IU has been hit hard by the appearance of Podemos, and there will be calls within the grouping for alliances, which will create tension.

Podemos is still taking shape, and that shape will depend on its decisions and on other parties

Socialist Party leader Alfredo Rubalcaba has announced that he will stand down, and that a new leader will be elected at the party conference in July. The primaries will take place under the usual opaque conditions. It does not seem as though the Socialist Party has really taken on board the gravity of the situation, and that it is seen by many voters as part of the problem, not the solution. Meanwhile, its leaders continue to talk vaguely about regional issues and constitutional reform. The Socialist Party was in power during the first phase of the crisis and is largely responsible for designing the power structure that Podemos wants to dismantle. It has been in office for 21 of the last 32 years. It is responsible for many key aspects of what Spain is today (the regions, the legal system, the universities, the savings banks, the civil service, capitalism dependent on government decisions, etc.), not to mention the corruption and inefficiency of so many layers of government and society, all of which is preventing the younger generations from taking their place in society. Will the Socialist Party think about these issues?

Podemos is the response by this country’s younger, left-leaning electorate to the failure of the system. In France, where the far right triumphed in the European elections, the center right UMP has called a conference for November: six months for the party to analyze, come up with new ideas, rethink its organization, and for new leaders to emerge able to engage with the electorate it claims to represent. Here, the Socialist Party will simply change the names of its candidates.

If the big parties do not change their policies, and instead miss this opportunity to reflect and to come up with new ideas, the two-party system will simply fall apart. Rebuilding a political system will take years, using up the energy needed to revive the economy, politics and the regions. The PP will still hold onto its power base in the center-right, but it won’t be big enough to govern alone.

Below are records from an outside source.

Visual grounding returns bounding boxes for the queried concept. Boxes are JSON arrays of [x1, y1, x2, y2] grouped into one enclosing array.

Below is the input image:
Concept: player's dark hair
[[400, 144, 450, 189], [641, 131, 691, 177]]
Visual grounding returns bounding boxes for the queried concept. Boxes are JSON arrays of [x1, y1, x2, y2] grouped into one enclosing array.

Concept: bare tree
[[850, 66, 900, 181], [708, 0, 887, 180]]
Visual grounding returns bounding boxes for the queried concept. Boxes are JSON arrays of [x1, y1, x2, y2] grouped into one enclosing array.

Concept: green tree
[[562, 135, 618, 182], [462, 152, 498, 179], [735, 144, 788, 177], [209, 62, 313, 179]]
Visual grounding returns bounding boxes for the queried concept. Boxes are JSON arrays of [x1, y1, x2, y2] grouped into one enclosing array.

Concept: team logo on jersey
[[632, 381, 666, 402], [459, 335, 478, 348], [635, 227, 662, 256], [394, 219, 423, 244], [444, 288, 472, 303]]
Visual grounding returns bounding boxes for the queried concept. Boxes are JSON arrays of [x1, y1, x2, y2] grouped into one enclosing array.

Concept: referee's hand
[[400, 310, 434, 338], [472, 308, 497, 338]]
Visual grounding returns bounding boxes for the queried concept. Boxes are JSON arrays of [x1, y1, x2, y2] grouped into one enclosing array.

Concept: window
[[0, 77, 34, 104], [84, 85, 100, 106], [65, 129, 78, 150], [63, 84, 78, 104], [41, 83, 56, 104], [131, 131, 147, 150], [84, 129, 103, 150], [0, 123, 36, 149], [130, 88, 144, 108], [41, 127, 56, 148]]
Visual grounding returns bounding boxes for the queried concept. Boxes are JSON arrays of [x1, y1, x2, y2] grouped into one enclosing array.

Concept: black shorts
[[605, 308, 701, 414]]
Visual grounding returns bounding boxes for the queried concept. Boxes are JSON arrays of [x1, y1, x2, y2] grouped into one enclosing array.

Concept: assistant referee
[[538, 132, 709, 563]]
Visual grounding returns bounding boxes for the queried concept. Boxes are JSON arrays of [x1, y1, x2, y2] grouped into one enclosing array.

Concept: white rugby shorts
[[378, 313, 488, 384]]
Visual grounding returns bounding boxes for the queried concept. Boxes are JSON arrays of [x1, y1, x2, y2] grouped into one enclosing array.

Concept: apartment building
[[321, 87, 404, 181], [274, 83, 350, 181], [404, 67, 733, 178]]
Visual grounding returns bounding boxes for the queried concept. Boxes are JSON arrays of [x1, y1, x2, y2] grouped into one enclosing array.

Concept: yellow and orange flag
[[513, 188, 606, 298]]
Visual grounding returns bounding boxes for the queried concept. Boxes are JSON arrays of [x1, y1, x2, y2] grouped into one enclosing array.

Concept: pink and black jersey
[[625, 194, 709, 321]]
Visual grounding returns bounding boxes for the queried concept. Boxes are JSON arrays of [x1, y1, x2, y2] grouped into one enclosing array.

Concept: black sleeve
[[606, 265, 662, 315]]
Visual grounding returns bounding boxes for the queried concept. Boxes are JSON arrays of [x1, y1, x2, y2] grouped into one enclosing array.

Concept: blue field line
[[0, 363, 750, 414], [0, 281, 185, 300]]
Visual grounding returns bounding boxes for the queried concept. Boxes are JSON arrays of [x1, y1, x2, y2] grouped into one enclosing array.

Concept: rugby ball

If the Socialist Party continues with its navel gazing, ever more distanced from the generational and social challenge that has changed the left, then the left will split into myriad factions, and the Socialist Party will wither away. Podemos has given a voice to a generation and to certain sectors in society that was no longer represented politically and brought into sharp focus the problem: Spain, with its uncompetitive economy, is shifting toward a model with huge income inequalities, while the country itself slides ever-closer to the edge of the developed world.

Podemos has given a voice to a generation and brought into sharp focus the problems facing Spain

Podemos does not have the real answers; it is simply recycling old ideas; but its purpose now is as an expression of discontent, not to offer a program for change. It captures the anger of people who cannot understand how the members of the board of a savings bank that was bailed out with public money who stole €28.5 million can evade prison simply by returning the money.

Today, Podemos has more votes, thanks to the courts. The party has been accused of being a Spanish branch of the left wing popularism that has taken root in Venezuela and Ecuador, but the truth is that it is Spain’s political elite that has failed the test of democracy, and its lack of ethics is deplorable and destructive.

In any event, what cannot be allowed to happen is that 18 months down the road we have a coalition government of two KO’d parties and a Congress that is out of control.

José Antonio Gómez Yáñez is a lecturer in Sociology at the Carlos III University and a partner at Estudio de Sociología Consultores.